Вчерашний мир (Цвейг) - страница 19

Но Цвейг оставил нам и другой его образ - противоречивый и тем живой. Я имею в виду эссе из книги "Лечение духом".

Эссе открывает эпиграф из Ницше, чем сразу же устанавливается связь между ним и Фрейдом. Да и текст пестрит подобными параллелями: "...вслед за Ницше, за антихристом, явился в лице Фрейда второй великий разрушитель древних скрижалей..." - сказано в одном месте. А в другом - "где-то за будничной гладью существования" Фрейда автор обнаруживает "истинно демоническое начало", сжигавшее и певца "Заратустры".

Но Цвейг подмечал и различия. Язык Ницше завораживает, опьяняет, а Фрейд лишь развертывает взятые у практики доводы. Это - язык не художника, а ученого. Не потому ли Фрейд подан иначе, чем Ницше?

В художнике Цвейга привлекало "как", в ученом - по преимуществу "что", или, иначе говоря, содержание фрейдизма. И читатель, надеявшийся познакомиться с этим учением, разочарован не будет: суть учения изложена полно, доступно и объективно. А Фрейд-человек отступает на задний план. В какой-то мере и потому, что у человека этого не было частной жизни, что в течение семидесяти лет был он занят лишь своей наукой. Но не только поэтому.

Частной жизни не было и у Ницше. Был он, однако, художником, носившим весь мир в себе. А Фрейд объяснял нам нашу внутреннюю жизнь. При этом "ни разу не указал Фрейд человечеству, утешения ради, выхода в уют, в эдемы земные и небесные, а всегда только путь к самим себе, опасный путь в собственные глубины". Этим он опять-таки близок к Ницше. Но, как мы уже знаем, не пророчествует, а, в отличие от последнего, просвещает, излагая и систематизируя факты. А с фактами мыслимо спорить. Тем более что время от времени желание такое у Цвейга возникало: ведь он - оптимист (по крайней мере был оптимистом, когда писал "Лечение духом"). О Фрейде же этого не скажешь: "Он слишком долго был врачом, - пишет Цвейг, - ...чтобы начать взирать постепенно на все человечество в целом как на больного".

Есть к нему и претензии более частные: Цвейг не приемлет "эдипов комплекс", теории таких инстинктов, как агрессивный и саморазрушительный, кажутся ему слабее разработанными, чем теория сексуального инстинкта. Но есть и претензия главная.
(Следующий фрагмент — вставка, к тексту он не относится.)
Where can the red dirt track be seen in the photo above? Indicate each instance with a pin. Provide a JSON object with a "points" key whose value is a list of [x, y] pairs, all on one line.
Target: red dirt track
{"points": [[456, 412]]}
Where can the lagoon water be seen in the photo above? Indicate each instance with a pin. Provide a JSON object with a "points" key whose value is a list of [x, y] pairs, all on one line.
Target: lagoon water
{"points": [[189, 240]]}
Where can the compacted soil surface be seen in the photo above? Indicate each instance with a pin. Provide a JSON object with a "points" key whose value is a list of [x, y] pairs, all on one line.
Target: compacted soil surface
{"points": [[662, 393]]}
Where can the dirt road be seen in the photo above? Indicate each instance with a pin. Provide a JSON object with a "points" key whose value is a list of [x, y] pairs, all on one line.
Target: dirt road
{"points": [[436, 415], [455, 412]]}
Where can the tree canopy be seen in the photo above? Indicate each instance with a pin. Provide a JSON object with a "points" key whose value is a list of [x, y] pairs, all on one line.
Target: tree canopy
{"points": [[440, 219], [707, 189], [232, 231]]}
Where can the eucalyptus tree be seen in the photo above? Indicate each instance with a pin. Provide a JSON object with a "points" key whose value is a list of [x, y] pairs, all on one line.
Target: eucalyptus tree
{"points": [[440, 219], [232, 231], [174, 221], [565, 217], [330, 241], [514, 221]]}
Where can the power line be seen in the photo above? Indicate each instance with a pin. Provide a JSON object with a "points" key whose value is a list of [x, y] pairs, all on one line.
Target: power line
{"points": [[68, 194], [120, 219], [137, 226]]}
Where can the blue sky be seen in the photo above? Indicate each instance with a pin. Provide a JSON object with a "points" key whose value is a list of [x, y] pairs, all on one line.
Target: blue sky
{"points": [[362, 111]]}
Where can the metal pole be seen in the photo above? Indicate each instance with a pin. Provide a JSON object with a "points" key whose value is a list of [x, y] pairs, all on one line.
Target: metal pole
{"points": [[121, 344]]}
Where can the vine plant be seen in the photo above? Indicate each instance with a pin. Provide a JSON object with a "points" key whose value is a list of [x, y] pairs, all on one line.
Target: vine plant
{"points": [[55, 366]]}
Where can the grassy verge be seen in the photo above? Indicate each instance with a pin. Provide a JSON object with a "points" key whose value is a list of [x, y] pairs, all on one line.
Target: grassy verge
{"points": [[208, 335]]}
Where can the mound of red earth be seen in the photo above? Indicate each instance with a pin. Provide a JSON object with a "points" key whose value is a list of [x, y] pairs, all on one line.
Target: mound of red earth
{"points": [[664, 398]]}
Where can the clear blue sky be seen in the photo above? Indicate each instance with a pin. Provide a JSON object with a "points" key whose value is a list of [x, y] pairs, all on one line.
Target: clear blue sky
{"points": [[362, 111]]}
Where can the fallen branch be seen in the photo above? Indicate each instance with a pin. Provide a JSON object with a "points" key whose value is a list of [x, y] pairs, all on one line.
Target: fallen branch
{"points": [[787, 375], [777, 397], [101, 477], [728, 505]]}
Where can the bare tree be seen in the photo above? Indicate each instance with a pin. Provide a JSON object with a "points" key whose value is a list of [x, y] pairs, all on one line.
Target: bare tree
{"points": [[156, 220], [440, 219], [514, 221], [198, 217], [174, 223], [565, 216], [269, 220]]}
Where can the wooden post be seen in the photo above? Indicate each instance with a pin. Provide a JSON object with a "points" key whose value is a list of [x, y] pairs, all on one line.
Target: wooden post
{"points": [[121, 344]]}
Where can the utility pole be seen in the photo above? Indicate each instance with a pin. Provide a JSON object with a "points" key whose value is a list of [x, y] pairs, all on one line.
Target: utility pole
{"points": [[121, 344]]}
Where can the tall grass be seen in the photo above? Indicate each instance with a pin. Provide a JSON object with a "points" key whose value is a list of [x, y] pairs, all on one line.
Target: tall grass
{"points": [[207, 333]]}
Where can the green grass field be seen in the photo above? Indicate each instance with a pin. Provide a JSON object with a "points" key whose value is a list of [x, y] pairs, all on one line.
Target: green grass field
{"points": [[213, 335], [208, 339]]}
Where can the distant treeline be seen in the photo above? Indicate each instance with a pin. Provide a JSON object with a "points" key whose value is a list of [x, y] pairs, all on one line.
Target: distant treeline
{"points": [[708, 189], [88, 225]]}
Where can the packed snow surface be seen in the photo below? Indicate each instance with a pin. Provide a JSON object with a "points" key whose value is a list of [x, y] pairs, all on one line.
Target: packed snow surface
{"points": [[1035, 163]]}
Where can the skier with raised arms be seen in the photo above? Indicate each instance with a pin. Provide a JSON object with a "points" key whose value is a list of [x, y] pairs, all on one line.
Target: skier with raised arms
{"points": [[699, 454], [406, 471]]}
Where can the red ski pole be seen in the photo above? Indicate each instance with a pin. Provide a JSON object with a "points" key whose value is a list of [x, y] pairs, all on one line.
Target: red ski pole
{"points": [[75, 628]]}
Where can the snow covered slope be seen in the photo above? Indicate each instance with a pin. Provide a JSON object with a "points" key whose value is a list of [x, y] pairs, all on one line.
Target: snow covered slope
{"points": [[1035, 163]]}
Она касается фрейдистской метапсихологии, то есть того глобального обобщения, к которому ученый пришел в конце пути. В метапсихологии "меньше научно доказуемого, но больше мудрости", считает Цвейг. Это как бы мысли художника. Но ущербность метапсихологии, конечно, не в этом, а в том, что как сфера мышления она усугубляет "трагический разлад", на уровне психоанализа лишь намечавшийся, - разлад между инстинктами, подавление которых разрушает личность, и разумом, который является единственным заслоном против их власти над обществом. Метапсихологии надлежало принять решение. Она его не приняла, потому что фрейдизм, "являясь исключительно наукой об индивиде, ...не знает и ничего не хочет знать о коллективном смысле или метафизической миссии человечества...".